Thanks to the tiny country of French Guiana, France officially shares a border with Brazil, as Emmanuel Macron pointed out last year when the Brazilian president Jair Bolsonaro asked how the Amazon fires were his business. But Macron and Bolsonaro now have other things to argue over.
The five overseas départements are all former colonies of France.
But the French empire was at one point large and sprawling, including many slave colonies.
While many former parts of the empire have declared independence and now have nothing to do with France (apart from sometimes retaining French as an official language) other former colonies now have a quasi autonomous status.
These collectivité d'outre-mer are French Polynesia, the islands of Saint Pierre and Miquelon off the coast of Canada, Wallis and Futuna islands in the Polynesian archipelago and Saint Martin and Saint Barthelemy islands in the Caribbean. There are also several uninhabited islands in the Antarctic which are visited only by researchers.
Finally, and more weirdly, are the places like the Eglise de Sainte-Anne that are part of another country but count as French territory because of a historical quirk.
— Le Parisien Infog (@LeParisienInfog) January 23, 2020
In the case of this church, the grounds were gifted to Emperor Napoleon III in 1856 by the Ottoman Sultan Abdülmecid as a little merci for his help in the Crimean war.
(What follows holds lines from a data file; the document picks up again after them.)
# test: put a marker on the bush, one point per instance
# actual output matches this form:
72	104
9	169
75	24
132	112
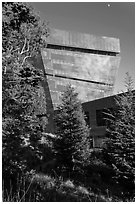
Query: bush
73	144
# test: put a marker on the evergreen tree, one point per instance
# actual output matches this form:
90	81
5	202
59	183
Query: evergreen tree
22	39
73	143
120	149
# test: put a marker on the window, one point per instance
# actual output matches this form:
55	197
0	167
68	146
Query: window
87	119
102	116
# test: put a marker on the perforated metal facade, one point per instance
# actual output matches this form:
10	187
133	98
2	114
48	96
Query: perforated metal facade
87	62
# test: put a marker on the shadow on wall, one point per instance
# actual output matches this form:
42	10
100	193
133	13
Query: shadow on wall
38	63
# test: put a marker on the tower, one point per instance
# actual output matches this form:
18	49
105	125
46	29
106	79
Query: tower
87	62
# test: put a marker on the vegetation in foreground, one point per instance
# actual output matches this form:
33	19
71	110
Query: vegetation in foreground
35	167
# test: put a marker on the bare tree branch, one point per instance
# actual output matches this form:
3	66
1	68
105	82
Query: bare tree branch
24	46
25	59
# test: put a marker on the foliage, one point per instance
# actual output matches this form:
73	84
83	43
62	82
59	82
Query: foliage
73	142
22	38
120	150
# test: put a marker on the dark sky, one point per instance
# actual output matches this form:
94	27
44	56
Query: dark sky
116	19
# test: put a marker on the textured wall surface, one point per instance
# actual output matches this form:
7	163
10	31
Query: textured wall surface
92	74
61	37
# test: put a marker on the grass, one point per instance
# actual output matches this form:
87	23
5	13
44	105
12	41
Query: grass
44	188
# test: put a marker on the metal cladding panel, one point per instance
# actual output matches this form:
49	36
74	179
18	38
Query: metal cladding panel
83	66
81	40
68	67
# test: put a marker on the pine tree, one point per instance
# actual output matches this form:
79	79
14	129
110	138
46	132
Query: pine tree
73	145
22	39
120	149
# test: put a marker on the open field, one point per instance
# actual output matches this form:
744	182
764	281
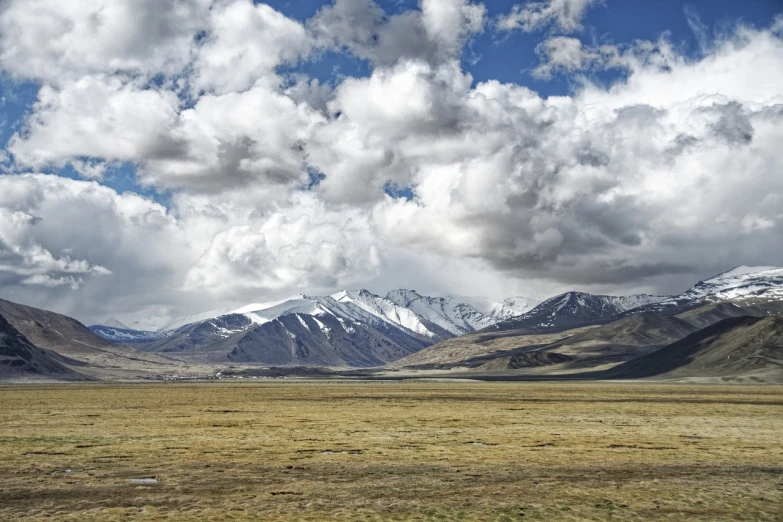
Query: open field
392	451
Eagle-eyed history students may have noticed that Napoleon III is no longer ruling France, but the country still considers the church and its grounds part of French territory – hence Macron's order.
Also in Jerusalem France owns l'abbaye Sainte-Marie de la Résurrection d'Abu Gosh (the abbey of St Mary of the resurrection of Abu Gosh) le Tombeau des Rois (the tomb of the kings) and the Eglise du Pater Noster (Church of Our Father).
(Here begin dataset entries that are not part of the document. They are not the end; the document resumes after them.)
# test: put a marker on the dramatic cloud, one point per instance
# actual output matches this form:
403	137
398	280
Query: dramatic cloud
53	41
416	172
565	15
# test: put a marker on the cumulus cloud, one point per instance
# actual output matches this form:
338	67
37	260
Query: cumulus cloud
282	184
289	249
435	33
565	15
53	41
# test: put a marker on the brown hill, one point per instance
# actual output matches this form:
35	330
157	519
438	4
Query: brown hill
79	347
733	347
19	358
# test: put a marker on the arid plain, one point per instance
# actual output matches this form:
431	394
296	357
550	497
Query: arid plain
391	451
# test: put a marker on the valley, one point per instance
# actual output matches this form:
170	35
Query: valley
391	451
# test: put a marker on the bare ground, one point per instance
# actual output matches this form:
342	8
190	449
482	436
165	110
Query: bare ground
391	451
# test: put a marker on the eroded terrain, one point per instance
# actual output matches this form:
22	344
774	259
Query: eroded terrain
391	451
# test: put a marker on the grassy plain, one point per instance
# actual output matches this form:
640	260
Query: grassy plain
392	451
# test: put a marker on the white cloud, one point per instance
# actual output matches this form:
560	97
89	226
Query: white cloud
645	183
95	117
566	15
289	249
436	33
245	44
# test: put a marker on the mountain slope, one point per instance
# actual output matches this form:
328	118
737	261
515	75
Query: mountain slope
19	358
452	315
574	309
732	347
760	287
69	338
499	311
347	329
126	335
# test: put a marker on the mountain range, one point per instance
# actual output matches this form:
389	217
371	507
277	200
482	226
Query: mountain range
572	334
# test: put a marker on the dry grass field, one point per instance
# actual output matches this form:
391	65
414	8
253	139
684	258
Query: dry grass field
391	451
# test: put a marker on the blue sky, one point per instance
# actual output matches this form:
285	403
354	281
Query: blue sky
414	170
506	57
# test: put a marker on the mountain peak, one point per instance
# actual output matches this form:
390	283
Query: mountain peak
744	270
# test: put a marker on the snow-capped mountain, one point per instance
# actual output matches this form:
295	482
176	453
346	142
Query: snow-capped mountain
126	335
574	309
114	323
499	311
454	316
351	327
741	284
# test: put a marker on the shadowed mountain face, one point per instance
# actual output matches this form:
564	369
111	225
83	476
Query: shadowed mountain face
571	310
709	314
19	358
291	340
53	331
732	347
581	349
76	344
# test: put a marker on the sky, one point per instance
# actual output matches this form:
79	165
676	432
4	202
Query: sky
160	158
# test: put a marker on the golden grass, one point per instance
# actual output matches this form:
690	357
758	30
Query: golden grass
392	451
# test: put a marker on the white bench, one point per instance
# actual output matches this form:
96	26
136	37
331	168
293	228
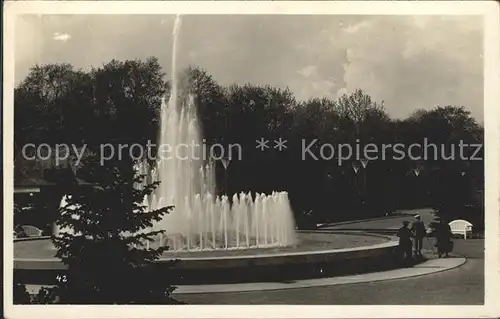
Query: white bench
460	226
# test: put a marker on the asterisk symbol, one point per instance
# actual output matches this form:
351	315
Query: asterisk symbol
280	144
262	144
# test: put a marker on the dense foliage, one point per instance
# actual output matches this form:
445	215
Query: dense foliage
120	102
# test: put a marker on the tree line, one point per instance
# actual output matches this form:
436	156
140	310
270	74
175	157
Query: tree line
120	102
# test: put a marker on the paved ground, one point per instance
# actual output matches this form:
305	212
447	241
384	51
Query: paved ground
462	285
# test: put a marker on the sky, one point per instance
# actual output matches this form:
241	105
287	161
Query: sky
409	62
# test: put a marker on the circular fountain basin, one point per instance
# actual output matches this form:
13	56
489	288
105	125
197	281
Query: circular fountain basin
316	254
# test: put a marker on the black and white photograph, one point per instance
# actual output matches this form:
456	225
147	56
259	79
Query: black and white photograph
250	154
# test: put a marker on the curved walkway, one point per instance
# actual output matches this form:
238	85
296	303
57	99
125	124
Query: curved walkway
425	268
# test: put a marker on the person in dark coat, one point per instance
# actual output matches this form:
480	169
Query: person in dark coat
443	238
404	234
419	232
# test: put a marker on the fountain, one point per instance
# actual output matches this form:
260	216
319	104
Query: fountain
201	220
214	238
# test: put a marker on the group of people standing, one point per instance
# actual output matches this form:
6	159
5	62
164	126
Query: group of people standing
417	231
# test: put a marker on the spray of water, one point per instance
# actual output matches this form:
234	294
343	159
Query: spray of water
201	220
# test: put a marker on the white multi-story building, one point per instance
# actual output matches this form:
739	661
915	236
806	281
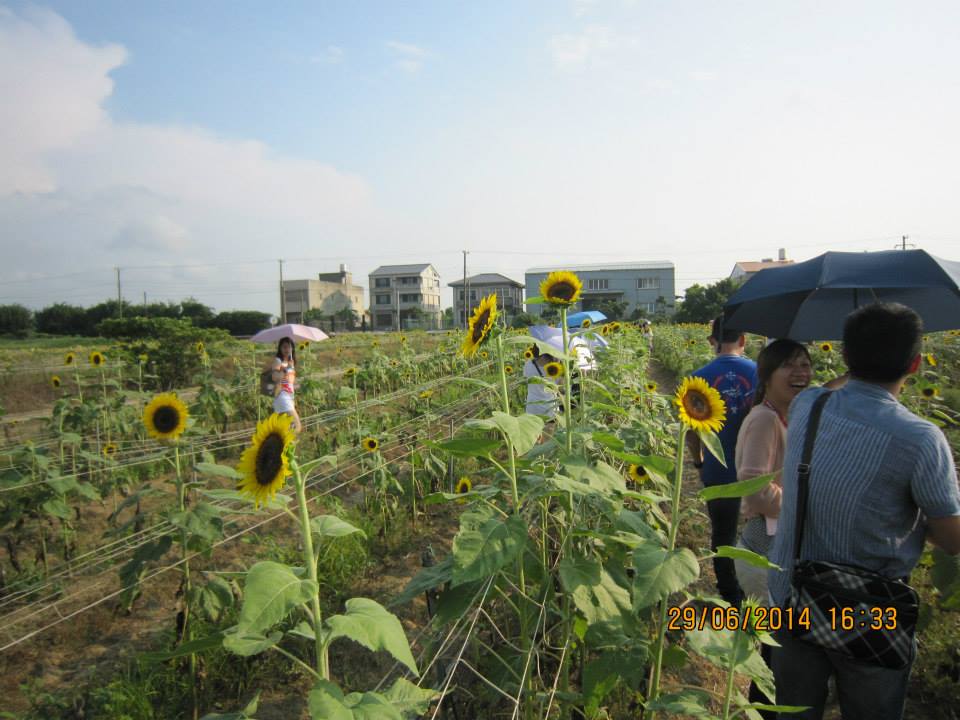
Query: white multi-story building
405	296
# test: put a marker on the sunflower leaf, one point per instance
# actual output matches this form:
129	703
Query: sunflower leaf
741	488
712	442
271	591
373	626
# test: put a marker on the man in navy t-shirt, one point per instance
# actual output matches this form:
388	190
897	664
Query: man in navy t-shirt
735	378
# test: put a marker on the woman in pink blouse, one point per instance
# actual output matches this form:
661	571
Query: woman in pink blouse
783	370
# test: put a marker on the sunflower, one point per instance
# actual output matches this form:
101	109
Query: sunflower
638	473
553	370
264	465
478	329
700	406
165	417
561	288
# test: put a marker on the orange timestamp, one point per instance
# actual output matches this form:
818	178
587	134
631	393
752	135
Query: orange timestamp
772	619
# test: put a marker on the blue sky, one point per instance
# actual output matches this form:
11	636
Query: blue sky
206	135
Foreign ownership of sites in Jerusalem is not particularly unusual, thanks to the city's complicated past (and present) but France also owns some oddities of territory elsewhere in the world.
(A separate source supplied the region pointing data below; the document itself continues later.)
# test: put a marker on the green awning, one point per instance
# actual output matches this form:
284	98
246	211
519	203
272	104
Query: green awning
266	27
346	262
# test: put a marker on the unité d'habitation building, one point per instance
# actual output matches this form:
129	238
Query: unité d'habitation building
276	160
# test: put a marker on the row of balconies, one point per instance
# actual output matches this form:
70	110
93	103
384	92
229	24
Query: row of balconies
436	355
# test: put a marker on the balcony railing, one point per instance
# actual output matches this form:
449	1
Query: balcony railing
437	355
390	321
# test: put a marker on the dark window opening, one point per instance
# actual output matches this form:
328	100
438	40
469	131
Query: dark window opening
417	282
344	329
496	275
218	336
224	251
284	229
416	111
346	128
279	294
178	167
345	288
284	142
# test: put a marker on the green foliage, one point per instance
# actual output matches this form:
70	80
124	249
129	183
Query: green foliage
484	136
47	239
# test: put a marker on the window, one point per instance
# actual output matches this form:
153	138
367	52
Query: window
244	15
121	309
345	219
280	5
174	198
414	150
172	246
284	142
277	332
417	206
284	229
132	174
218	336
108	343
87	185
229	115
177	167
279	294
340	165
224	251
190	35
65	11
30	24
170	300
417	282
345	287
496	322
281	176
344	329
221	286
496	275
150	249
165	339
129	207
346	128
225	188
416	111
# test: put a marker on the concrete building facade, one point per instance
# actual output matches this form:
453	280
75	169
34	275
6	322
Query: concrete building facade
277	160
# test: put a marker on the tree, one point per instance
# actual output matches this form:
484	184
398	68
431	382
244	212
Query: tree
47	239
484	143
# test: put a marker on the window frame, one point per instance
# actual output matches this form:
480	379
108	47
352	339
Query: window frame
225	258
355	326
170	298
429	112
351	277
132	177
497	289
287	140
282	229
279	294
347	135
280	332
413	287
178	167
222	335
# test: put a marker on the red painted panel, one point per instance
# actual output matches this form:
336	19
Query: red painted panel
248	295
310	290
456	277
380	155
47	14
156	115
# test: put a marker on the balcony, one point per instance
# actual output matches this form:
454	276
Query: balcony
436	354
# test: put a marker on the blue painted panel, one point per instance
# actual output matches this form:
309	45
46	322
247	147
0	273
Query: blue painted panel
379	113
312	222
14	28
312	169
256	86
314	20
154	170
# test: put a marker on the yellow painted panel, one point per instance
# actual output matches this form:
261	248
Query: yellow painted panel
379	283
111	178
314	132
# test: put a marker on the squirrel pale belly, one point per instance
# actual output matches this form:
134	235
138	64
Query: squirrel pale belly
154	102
Seven churches in Vatican City belong to France – the Trinity of the Mounts, Saint-Louis des Monts, Saint-Louis des Français, Saint-Nicolas-des-Lorrains, Saint-Yves-des-Bretons, Saint-Claude des Francs-Comtois de Bourgogne, the National Chapel of France in Loreto and France also owns the Villa des Médicis in Rome.
French write Victor Hugo does not seem to have been a minimalist when it comes to home décor. Photo: AFP
In Germany, France owns a hefty forest. The 680-hectare Fôret du Mundat is on the French-Germany border, part of the Alsace-Lorraine area that has passed between French and German hands numerous times over the previous two centuries.
In the case of the forest the compromise that was finally agreed in 1984 is that France owns and manages the forest via the Office national des forêts but Germany has sovereignty.
The British-owned island of Saint Helena in the south Atlantic is famously the place where Napoleon spent his final days under house arrest after his defeat at Waterloo.
But despite the island being British three parts of it are technically French. These are the buildings of Pavillon des Briars and Longwood House, where the deposed emperor was held and where he died, and the vallée du Tombeau where he is buried.
And it's not the only part of Britain that is French.
The Channel Islands have been part of British territory (as Crown dependencies) since the Norman Conquest, but one part of Guernsey is actually French. It is Victor Hugo's house in St Peter Port.
Owned by Paris City Hall rather than the French state, the site is a significant one historically as it's where the celebrated French author wrote Les Misérables after he was forced to flee France after being less than polite about Napoleon III.
And of course like all countries, France considers its embassies part of French soil, wherever they are in the world.